# Mikrofon rauscht nur -.-



## Thoor (9. März 2010)

Hallo

*gegen vista schachtel tret*

so....

ich hab folgendes problem:

seit ich diese hässliche kleine *************** von ************** (auch vista genannt) habe funktioniert mein mikrofon nichtmehr, egal welche einstellung mein mikrofon RAUSCHT nur, mal lauter, mal leiser, egal ob skype, ventrillo ts2, ts3 etc... in der systemsteuerung wirds erkannt aber auch dort kommt nur rauschen... ich hab jetzt sämtliche einstellungen durch, treiber zu soundmax integrated digital hd audio gedöns find ich leider nicht, ich glaub aber auch nicht das es an dem liegt...
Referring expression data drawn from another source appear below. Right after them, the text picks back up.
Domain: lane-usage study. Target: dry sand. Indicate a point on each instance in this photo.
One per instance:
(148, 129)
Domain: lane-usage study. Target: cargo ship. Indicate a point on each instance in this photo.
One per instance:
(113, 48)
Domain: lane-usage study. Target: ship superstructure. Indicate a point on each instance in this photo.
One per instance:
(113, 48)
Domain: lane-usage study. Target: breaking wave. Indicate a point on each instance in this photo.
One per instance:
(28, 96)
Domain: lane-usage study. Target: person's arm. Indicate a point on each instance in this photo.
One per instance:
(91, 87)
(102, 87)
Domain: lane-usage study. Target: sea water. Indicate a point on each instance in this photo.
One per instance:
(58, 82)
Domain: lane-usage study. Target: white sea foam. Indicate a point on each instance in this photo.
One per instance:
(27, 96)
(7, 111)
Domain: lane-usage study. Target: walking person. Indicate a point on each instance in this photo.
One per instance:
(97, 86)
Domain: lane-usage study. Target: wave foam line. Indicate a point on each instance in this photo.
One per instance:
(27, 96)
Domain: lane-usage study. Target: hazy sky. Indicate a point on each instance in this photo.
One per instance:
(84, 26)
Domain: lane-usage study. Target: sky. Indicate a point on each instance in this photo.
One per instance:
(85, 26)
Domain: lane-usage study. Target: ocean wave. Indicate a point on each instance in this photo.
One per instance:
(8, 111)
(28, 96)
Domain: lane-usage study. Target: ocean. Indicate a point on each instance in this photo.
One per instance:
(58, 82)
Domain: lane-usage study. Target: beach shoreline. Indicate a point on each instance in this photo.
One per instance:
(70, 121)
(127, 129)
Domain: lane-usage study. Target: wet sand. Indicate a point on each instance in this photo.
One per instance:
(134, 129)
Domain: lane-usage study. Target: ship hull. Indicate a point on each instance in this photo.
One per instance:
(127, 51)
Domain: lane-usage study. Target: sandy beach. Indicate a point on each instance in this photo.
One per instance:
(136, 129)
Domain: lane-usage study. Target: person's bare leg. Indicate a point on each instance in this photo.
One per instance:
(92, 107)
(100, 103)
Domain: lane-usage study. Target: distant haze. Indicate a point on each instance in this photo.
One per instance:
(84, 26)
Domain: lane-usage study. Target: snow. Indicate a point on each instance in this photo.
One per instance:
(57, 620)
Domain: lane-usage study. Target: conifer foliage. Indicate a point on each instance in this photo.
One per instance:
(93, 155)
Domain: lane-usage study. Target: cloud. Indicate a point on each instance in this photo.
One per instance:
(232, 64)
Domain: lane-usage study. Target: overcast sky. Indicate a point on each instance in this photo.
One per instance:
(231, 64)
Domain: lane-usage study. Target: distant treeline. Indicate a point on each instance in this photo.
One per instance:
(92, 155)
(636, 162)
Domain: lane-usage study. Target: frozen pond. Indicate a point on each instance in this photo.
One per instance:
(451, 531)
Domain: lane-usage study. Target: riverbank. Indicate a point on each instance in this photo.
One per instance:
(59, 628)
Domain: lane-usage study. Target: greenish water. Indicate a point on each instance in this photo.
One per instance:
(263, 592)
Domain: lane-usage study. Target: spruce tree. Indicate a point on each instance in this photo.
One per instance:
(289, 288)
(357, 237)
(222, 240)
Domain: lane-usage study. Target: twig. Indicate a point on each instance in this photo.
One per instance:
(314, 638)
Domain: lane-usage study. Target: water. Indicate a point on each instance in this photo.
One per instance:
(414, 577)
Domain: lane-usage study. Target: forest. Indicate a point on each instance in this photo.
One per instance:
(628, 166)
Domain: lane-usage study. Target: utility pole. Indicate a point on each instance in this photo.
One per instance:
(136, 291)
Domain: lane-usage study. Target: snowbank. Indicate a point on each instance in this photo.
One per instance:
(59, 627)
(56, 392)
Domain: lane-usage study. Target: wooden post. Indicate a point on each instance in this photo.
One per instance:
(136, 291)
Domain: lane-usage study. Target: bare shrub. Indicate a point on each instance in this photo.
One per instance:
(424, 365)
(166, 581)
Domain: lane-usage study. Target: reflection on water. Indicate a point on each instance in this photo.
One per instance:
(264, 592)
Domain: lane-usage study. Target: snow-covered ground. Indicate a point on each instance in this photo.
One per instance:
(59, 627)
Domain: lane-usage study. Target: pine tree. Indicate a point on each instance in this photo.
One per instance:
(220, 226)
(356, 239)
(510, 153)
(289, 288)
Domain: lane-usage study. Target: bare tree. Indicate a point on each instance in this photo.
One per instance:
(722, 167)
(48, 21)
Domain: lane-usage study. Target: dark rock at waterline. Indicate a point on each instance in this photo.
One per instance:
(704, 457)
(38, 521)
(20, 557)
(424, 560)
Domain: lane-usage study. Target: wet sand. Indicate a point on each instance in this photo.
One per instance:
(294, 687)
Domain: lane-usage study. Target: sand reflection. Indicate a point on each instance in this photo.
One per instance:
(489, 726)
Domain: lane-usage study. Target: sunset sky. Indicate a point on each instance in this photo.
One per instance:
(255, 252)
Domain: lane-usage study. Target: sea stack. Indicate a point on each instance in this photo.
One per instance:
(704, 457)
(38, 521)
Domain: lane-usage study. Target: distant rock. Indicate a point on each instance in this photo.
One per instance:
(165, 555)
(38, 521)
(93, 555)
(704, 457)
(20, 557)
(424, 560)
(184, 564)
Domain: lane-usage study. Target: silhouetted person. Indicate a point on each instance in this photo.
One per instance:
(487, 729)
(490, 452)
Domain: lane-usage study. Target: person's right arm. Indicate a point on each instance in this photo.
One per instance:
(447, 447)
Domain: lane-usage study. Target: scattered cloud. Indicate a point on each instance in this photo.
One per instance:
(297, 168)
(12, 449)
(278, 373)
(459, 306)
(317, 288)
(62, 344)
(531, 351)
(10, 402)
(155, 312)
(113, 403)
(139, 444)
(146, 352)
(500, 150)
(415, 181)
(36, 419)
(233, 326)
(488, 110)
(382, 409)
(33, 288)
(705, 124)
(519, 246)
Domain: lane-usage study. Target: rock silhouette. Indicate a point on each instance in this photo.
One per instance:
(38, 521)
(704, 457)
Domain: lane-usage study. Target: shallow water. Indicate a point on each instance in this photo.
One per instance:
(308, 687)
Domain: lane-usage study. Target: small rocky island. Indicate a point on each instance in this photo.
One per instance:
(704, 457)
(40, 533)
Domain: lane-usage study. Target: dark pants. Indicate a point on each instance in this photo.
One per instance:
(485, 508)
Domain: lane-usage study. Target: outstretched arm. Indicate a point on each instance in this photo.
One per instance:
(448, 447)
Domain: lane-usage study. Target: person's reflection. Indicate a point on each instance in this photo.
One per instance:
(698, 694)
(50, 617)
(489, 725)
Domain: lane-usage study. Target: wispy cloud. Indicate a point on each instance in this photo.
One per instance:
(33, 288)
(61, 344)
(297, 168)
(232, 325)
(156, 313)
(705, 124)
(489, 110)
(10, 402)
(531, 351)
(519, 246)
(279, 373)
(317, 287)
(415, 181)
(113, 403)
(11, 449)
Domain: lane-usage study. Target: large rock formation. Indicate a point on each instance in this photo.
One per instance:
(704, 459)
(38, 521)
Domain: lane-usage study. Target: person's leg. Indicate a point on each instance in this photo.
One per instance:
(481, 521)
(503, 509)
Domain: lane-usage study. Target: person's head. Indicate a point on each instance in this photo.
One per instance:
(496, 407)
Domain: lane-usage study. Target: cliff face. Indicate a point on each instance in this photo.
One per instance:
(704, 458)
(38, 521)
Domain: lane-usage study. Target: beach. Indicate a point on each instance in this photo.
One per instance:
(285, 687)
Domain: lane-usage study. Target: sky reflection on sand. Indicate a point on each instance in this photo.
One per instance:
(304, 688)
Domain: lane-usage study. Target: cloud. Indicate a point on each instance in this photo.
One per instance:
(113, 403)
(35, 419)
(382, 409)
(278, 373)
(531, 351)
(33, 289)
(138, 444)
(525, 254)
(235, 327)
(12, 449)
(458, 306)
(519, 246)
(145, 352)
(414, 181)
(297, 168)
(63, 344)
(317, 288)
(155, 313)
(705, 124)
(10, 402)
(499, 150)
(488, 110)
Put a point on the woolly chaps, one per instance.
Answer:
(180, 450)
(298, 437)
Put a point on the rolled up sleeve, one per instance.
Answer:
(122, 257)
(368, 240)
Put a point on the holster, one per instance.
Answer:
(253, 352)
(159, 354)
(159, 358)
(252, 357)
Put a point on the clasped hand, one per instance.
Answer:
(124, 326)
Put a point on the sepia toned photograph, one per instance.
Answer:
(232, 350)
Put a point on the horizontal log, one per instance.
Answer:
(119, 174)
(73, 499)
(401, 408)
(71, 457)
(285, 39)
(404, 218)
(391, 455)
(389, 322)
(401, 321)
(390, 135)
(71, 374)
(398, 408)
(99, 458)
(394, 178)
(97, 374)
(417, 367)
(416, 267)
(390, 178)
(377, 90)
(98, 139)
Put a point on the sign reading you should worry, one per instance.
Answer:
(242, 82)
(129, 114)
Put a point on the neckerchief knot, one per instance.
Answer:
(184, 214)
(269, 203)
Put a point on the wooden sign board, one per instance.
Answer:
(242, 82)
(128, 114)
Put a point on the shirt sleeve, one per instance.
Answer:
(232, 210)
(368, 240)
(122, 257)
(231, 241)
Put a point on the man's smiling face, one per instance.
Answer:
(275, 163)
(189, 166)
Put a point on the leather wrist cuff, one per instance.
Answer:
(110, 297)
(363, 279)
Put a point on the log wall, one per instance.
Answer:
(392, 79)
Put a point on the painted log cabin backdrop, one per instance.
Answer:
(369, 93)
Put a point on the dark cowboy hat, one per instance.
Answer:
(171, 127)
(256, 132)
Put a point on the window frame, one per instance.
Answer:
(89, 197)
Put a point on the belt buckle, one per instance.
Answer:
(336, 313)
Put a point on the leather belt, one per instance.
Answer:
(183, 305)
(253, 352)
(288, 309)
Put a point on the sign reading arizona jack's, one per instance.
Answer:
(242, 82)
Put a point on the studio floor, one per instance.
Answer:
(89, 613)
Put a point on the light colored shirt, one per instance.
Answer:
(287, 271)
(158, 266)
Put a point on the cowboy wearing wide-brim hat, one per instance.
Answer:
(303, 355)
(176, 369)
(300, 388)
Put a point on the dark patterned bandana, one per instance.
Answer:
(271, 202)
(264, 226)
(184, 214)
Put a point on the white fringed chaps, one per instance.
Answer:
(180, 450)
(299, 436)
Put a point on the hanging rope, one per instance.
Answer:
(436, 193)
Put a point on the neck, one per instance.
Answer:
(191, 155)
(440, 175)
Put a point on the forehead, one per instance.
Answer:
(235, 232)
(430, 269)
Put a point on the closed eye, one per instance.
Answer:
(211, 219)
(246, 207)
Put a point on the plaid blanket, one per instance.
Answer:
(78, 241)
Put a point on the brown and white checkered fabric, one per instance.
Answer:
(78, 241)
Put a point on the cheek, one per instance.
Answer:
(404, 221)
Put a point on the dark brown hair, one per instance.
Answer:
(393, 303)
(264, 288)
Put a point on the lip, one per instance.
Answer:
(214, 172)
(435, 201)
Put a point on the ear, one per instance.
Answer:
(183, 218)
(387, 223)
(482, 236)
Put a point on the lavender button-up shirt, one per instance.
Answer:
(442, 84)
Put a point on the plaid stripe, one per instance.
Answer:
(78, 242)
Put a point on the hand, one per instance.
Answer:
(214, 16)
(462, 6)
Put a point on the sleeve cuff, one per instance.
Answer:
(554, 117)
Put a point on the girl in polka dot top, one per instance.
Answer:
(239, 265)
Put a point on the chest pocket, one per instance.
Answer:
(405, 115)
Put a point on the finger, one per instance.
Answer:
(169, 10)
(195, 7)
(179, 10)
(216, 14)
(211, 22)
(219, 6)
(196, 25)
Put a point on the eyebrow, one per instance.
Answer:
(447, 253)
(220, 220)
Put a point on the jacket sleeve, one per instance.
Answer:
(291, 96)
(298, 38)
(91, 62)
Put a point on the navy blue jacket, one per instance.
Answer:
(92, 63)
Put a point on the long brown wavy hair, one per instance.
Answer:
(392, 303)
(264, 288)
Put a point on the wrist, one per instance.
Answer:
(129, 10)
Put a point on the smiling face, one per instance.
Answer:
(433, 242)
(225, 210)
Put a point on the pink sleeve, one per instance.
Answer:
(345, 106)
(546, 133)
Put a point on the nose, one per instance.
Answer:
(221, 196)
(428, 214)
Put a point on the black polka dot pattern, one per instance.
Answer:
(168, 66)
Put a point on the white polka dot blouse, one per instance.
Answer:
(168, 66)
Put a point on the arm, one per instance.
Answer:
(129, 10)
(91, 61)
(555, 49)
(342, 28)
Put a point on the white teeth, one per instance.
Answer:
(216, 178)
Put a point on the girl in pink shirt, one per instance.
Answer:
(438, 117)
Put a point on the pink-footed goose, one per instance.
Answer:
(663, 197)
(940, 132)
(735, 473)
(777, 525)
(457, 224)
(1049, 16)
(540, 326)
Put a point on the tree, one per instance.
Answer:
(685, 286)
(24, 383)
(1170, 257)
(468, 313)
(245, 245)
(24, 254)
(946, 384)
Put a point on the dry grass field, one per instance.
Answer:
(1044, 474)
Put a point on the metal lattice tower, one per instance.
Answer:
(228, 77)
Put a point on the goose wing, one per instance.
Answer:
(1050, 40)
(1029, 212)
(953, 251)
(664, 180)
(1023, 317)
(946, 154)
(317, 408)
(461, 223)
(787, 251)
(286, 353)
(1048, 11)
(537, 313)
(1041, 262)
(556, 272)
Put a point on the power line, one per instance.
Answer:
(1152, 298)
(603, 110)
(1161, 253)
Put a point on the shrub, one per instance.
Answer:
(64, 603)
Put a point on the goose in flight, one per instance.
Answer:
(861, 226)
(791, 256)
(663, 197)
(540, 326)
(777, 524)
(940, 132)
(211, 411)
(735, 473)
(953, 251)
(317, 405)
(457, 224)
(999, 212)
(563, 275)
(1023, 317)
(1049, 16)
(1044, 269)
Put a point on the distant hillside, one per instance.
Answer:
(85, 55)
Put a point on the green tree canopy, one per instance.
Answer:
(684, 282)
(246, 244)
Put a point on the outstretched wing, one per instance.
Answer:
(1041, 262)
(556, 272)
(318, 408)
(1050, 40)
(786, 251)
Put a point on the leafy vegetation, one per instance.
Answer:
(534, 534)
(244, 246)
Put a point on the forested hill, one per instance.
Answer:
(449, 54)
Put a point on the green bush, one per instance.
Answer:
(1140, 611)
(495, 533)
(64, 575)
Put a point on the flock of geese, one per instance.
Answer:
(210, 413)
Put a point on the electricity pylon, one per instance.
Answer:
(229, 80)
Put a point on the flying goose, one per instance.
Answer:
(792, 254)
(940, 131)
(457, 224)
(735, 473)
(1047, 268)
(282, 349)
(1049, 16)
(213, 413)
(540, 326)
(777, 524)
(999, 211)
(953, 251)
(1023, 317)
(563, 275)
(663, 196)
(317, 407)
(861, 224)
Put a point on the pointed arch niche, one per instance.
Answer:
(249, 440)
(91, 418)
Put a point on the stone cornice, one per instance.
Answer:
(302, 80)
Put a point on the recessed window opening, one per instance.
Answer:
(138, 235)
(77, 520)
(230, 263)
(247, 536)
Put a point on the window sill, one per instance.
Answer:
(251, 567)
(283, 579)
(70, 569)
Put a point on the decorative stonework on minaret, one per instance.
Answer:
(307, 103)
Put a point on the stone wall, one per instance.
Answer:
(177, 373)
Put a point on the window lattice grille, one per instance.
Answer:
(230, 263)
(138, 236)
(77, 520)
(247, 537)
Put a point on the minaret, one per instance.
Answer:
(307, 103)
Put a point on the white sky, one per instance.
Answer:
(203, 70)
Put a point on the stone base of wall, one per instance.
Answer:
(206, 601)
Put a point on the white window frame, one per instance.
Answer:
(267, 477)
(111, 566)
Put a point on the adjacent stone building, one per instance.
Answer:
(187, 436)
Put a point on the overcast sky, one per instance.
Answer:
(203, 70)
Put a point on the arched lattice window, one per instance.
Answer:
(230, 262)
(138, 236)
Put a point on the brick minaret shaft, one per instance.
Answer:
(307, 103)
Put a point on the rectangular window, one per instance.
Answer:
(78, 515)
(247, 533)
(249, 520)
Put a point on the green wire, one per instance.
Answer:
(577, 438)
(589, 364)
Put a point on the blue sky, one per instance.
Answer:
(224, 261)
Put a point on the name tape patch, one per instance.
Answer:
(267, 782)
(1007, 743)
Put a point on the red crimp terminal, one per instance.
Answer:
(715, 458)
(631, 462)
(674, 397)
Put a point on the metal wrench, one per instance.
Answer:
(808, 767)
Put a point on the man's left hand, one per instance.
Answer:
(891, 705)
kann mir hier jemand helfen.. >.<


----------



## Blut und Donner (9. März 2010)

Das liegt aber nicht an Vista, sondern ist ein Fehler von dir.
Man muss die die Mikrofonklinke auch richtig reindrücken xD
ne Witz, schau mal ob du nicht iwas falsch eingestellt hast in den SOundsettings
ich hab übrigens auch vista und mein neues 5.1 mikro funktioniert 1a


----------



## Thoor (9. März 2010)

Blut schrieb:


> Das liegt aber nicht an Vista, sondern ist ein Fehler von dir.
> Man muss die die Mikrofonklinke auch richtig reindrücken xD
> ne Witz, schau mal ob du nicht iwas falsch eingestellt hast in den SOundsettings
> ich hab übrigens auch vista und mein neues 5.1 mikro funktioniert 1a



>.< das mikrofon wird ja erkannt und aufgeführt nur funktionierts nicht, ich hab jetzt wirklich alle einstellungen durchprobiert... und nen treiber find ich auch nicht >.<


----------



## Thoor (9. März 2010)

Nerf mighty doppelpost -.-


----------